Bevor du dich für eine Galerie-App entscheidest, helfen ein paar einfache Fragen:

  1. Sollen meine Fotos auf dem Gerät bleiben oder in eine Cloud wandern?
  2. Brauche ich eine smarte Suche, oder reicht mir das Sortieren nach Ordnern und Datum?
  3. Will ich einzelne Bilder wirklich verschlüsseln, oder genügt es, sie auszublenden?
  4. Welche Berechtigungen verlangt die App, und passen sie zu dem, was sie tun soll?

Wenn du diese Punkte einmal durchgehst, triffst du eine ruhige, informierte Wahl. Es geht nicht darum, jede App zu misstrauen, sondern darum, bewusst zu entscheiden, welche deiner Fotos wohin gehen und welche Berechtigungen wirklich nötig sind. Eine gute Galerie soll dir die Arbeit abnehmen, nicht heimlich mehr von dir wissen, als sie für ihre Aufgabe braucht.

Galerie-Apps und dein Datenschutz
So bleiben deine Fotos bei der Galerie-App privat.
Vergleich der vier Galerie-Top-Apps
Vier beliebte Galerie Apps im direkten Vergleich der wichtigsten Kriterien.

Häufige Fragen

Welche Galerie App für Android ist die beste ohne Werbung?

Aus unserer Sicht sind Simple Gallery Pro und die kostenlose Gallery von Fossify die besten werbefreien Optionen. Beide sind quelloffen, laufen offline und sammeln keine Daten. Aves Libre ist eine hübsche, ebenfalls werbefreie Alternative mit Kartenansicht.

Kann ich private Fotos in einer Galerie App verstecken?

Ja. Viele Apps haben einen sogenannten Tresor. Bei 1Gallery und Piktures verschwinden ausgewählte Bilder hinter PIN oder Fingerabdruck. Auch die Fossify-Galerie bietet einen geschützten Bereich. So bleiben sensible Aufnahmen privat, selbst wenn jemand kurz dein Handy in der Hand hat.

Brauche ich eine extra Galerie App, wenn Google Fotos schon da ist?

Nicht zwingend, aber es lohnt sich oft. Google Fotos ist stark bei Cloud-Backup und Suche, setzt aber eine Internetverbindung und ein Google-Konto voraus. Wer rein offline arbeiten oder keine Daten teilen will, fährt mit einer schlanken App wie Simple Gallery Pro deutlich besser.

Wie sortiere ich tausende Fotos auf Android am schnellsten?

Apps mit automatischer Verschlagwortung helfen enorm. F-Stop Gallery filtert nach Datum, Ort und Kamera, Google Fotos sortiert per KI nach Personen und Motiven. Lege zusätzlich Alben für wichtige Themen an, dann findest du auch in riesigen Sammlungen alles in Sekunden.

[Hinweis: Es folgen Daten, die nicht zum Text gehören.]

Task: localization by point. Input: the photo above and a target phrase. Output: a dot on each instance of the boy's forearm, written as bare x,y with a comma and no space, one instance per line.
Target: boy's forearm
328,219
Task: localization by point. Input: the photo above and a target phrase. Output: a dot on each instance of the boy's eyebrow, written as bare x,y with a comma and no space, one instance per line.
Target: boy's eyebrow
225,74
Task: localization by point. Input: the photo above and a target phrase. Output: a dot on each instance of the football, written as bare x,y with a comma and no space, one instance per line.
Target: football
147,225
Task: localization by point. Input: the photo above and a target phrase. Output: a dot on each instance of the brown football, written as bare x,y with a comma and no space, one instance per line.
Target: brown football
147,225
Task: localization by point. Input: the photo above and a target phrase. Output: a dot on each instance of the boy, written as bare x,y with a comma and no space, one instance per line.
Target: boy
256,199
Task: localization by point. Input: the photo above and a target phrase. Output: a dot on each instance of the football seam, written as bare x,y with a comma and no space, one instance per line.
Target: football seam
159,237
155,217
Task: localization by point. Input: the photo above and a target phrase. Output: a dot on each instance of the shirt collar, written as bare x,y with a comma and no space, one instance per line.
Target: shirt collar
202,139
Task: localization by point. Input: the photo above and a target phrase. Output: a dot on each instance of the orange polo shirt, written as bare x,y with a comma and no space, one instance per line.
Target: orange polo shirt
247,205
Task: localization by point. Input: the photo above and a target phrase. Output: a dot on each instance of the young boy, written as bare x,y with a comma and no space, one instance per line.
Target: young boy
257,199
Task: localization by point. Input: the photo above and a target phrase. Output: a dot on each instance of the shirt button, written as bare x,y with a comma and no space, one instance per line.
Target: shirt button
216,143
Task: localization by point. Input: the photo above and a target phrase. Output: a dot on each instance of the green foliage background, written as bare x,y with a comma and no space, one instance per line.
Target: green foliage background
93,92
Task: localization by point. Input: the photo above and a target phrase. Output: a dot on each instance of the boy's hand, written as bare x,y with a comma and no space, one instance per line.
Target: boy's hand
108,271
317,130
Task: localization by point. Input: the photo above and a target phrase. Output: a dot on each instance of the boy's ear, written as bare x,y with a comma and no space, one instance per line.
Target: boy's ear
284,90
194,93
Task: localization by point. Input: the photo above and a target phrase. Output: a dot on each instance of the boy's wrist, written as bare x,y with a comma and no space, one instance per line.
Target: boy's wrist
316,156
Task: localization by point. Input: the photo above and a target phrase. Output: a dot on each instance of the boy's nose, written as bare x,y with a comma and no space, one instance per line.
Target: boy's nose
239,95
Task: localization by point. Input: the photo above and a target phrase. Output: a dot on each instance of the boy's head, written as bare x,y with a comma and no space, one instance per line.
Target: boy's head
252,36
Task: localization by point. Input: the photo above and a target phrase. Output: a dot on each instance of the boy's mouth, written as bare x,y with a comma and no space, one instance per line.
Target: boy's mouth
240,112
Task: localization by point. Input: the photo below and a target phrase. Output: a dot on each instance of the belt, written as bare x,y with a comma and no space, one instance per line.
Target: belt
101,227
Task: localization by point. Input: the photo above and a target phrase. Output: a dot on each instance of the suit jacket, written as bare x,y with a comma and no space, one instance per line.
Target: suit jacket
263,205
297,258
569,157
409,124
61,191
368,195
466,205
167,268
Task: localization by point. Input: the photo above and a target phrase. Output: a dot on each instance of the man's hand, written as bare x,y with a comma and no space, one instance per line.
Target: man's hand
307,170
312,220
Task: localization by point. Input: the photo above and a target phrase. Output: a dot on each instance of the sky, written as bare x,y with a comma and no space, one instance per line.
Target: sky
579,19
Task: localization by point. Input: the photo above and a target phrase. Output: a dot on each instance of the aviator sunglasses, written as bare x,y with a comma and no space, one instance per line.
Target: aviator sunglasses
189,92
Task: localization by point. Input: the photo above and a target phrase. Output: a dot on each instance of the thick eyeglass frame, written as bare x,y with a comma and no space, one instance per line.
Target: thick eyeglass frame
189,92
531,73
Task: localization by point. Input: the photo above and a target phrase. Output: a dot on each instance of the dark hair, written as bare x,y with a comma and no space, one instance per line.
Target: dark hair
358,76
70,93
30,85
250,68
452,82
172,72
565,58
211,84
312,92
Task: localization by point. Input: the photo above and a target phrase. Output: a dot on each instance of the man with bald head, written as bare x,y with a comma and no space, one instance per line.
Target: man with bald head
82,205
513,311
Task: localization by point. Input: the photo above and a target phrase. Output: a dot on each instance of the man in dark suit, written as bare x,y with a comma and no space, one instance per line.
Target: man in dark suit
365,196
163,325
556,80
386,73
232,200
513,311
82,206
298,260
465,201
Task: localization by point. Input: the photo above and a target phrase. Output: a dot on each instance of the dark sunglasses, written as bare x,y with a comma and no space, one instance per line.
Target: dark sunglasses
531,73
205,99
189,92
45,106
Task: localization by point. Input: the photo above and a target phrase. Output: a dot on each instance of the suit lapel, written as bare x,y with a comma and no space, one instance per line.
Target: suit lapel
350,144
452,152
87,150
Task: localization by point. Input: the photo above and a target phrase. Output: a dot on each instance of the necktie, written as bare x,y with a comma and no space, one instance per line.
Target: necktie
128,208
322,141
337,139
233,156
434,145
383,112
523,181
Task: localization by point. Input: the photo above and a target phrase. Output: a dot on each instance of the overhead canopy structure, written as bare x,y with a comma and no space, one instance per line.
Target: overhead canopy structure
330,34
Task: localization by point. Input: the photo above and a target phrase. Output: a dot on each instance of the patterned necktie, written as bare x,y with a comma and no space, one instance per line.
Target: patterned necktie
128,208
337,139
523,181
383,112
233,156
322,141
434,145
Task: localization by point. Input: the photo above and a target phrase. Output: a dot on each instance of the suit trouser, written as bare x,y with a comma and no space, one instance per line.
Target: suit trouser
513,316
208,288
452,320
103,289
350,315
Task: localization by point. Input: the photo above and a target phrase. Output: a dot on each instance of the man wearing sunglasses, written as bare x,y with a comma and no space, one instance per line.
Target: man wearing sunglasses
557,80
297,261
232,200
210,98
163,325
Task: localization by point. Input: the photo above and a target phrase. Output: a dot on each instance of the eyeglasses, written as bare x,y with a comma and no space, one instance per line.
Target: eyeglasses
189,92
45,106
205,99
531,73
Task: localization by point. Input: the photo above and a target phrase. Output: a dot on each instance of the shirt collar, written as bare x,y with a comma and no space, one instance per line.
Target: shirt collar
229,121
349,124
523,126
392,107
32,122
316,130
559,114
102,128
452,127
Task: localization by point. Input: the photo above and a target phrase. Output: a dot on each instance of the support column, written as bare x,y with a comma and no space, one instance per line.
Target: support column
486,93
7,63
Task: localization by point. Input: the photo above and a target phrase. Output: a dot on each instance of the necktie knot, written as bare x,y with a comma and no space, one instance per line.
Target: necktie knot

Verschlüsselt ein versteckter Ordner meine Fotos wirklich?

Nicht unbedingt. Viele versteckte oder private Alben blenden die Bilder nur in der App aus, lassen sie aber unverschlüsselt auf dem Speicher liegen. Erst ein echter Tresor mit Verschlüsselung schützt die Dateien so, dass sie ohne PIN, Muster oder Fingerabdruck nicht lesbar sind. Prüfe in der App-Beschreibung, ob ausdrücklich von Verschlüsselung die Rede ist.

Wie entferne ich Standortdaten aus einem Foto vor dem Teilen?

Fotos enthalten EXIF-Daten, darunter oft GPS-Koordinaten. Android bietet beim Teilen häufig die Option, Standortinformationen zu entfernen. Alternativ löschen viele Galerie-Apps oder kleine Zusatz-Apps die EXIF-Daten auf Wunsch. So verrätst du beim Posten nicht versehentlich, wo das Bild entstanden ist.